Satu per satu, anggota dewan lainnya ikut bertepuk tangan. Suara tepuk tangan itu memenuhi ruangan, sebuah simfoni kemenangan. Proposal itu disetujui dengan suara bulat.
Perjalanan turun di dalam lift pribadi Alex terasa sureal. Adrenalin masih memompa di dalam darah Isabella. Ia bersandar di dinding baja yang dingin, akhirnya membiarkan dirinya merasakan kelegaan yang luar biasa.
"Aku tidak percaya kita berhasil," katanya pelan, lebih pada dirinya sendiri. Dalam kelegaannya, ia tanpa sadar menggunakan kata "Aku", bukan "Saya" yang formal.
Alex, yang tadinya berdiri diam menatap pintu lift, menoleh padanya. Ekspresi di wajahnya adalah sesuatu yang belum pernah Isabella lihat sebelumnya. Semua topengnya telah dilepaskan. Yang tersisa hanyalah kekaguman murni, kebanggaan yang tak terselubung, dan sesuatu yang lain—sesuatu yang begitu dalam dan penuh kerinduan hingga membuat Isabella menahan napas.
Pria itu mengambil satu langkah mendekat. Ruang kecil di dalam lift itu tiba-tiba terasa begitu intim, memisahkan mereka dari seluruh dunia.
"Celine..." Alex memulai, suaranya rendah dan serak, nama itu terdengar begitu personal di bibirnya.
Ia berhenti, seolah sadar akan kesalahannya. "Maksud saya, Nona Severe," ralatnya, meskipun matanya tidak pernah meninggalkan mata Isabella. "Hari ini... di dalam ruangan itu... Anda mengingatkan saya pada seseorang."
Ia tidak mengatakannya dengan nada curiga seperti sebelumnya.
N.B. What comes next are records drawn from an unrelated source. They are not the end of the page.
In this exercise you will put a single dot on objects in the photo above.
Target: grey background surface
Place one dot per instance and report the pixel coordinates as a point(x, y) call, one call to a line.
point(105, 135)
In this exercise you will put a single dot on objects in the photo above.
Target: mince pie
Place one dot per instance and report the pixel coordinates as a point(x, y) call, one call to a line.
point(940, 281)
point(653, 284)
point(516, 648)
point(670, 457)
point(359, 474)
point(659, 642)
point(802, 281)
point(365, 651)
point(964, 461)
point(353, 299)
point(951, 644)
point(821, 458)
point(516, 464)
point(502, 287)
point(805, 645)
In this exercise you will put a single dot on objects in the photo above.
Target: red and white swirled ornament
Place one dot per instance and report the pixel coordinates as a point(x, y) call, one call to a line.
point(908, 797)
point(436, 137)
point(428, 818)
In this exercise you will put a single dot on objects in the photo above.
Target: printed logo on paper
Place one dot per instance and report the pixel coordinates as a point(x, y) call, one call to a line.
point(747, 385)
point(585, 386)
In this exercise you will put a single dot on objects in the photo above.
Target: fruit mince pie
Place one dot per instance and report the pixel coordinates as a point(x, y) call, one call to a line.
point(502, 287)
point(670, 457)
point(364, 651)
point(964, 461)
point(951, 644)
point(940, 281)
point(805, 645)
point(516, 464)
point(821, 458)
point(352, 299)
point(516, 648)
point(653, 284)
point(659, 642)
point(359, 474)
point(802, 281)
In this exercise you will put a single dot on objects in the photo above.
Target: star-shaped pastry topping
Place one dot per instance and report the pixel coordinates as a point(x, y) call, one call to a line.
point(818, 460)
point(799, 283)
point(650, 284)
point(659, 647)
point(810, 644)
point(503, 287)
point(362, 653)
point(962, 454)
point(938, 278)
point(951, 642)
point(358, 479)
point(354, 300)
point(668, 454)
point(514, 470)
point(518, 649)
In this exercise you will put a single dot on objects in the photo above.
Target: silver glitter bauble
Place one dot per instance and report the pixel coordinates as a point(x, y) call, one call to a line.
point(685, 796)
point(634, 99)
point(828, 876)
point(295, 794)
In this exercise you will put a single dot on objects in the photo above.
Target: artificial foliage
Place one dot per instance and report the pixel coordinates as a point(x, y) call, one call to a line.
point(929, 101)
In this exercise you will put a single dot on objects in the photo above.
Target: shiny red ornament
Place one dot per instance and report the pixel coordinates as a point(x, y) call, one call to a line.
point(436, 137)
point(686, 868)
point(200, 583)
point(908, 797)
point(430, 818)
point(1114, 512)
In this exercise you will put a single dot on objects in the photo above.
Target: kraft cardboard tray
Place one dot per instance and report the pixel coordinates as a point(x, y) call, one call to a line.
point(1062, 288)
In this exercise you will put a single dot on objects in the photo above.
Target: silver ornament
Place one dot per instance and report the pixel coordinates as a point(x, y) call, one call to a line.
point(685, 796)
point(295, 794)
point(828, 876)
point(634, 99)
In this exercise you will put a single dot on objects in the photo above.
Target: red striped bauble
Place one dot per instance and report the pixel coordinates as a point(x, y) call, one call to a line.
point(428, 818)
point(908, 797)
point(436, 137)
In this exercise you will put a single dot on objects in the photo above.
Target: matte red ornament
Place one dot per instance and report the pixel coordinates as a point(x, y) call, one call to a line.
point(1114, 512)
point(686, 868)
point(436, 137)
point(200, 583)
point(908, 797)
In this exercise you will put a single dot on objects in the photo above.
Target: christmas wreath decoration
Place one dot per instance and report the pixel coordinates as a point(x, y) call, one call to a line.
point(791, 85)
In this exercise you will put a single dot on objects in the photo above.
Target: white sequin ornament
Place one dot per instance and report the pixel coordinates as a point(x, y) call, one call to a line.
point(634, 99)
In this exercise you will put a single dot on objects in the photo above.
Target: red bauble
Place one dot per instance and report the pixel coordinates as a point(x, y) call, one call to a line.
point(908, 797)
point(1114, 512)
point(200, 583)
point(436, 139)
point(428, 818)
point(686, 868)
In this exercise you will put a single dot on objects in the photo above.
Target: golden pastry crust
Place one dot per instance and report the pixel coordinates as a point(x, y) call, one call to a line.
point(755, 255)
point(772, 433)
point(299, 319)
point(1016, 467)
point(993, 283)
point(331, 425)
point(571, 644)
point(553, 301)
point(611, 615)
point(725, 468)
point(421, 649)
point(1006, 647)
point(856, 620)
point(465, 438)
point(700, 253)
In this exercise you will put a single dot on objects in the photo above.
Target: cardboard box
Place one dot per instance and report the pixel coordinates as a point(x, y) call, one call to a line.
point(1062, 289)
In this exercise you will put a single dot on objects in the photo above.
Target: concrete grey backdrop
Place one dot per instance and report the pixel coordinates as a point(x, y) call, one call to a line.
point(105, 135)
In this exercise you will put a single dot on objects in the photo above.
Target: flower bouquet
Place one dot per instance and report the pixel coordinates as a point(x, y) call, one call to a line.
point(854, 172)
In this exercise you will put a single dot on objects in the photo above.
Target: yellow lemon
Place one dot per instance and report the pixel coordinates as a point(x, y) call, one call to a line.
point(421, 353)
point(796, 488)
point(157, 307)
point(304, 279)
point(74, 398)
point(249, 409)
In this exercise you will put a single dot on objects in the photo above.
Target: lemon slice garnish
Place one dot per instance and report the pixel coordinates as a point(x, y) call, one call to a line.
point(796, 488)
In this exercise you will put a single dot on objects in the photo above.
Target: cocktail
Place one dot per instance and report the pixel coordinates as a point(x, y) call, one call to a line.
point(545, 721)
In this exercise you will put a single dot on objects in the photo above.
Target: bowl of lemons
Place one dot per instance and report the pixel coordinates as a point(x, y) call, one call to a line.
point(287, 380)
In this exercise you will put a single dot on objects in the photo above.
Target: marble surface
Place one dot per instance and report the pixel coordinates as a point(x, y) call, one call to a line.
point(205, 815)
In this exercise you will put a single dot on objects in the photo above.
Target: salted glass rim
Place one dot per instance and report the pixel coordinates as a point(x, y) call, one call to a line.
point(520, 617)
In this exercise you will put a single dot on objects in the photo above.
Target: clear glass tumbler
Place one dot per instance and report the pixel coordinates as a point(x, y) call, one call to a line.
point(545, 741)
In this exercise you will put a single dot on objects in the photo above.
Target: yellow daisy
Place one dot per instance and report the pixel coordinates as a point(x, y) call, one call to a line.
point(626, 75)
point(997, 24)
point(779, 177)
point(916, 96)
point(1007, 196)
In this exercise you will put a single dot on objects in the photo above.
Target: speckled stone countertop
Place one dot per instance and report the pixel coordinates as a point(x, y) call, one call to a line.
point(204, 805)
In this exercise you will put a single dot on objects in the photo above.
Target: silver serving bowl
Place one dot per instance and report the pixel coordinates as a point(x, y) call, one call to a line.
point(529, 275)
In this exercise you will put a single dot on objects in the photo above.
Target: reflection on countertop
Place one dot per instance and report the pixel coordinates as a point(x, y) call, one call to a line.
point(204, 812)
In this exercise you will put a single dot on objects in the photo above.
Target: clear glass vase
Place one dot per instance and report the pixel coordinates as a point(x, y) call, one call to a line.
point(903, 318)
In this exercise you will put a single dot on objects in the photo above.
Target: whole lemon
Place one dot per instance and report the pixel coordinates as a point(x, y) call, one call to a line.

Ia mengatakannya dengan nada nostalgia yang begitu dalam, begitu pedih. Seolah ia tidak lagi melihat sebuah teka-teki, melainkan sebuah keajaiban yang menyakitkan.
Sebelum Isabella bisa menemukan suaranya untuk merespons, sebuah bunyi "ding" yang lembut terdengar. Pintu lift terbuka, kembali ke lobi utama yang ramai, memecahkan gelembung intim mereka. Momen itu telah berakhir.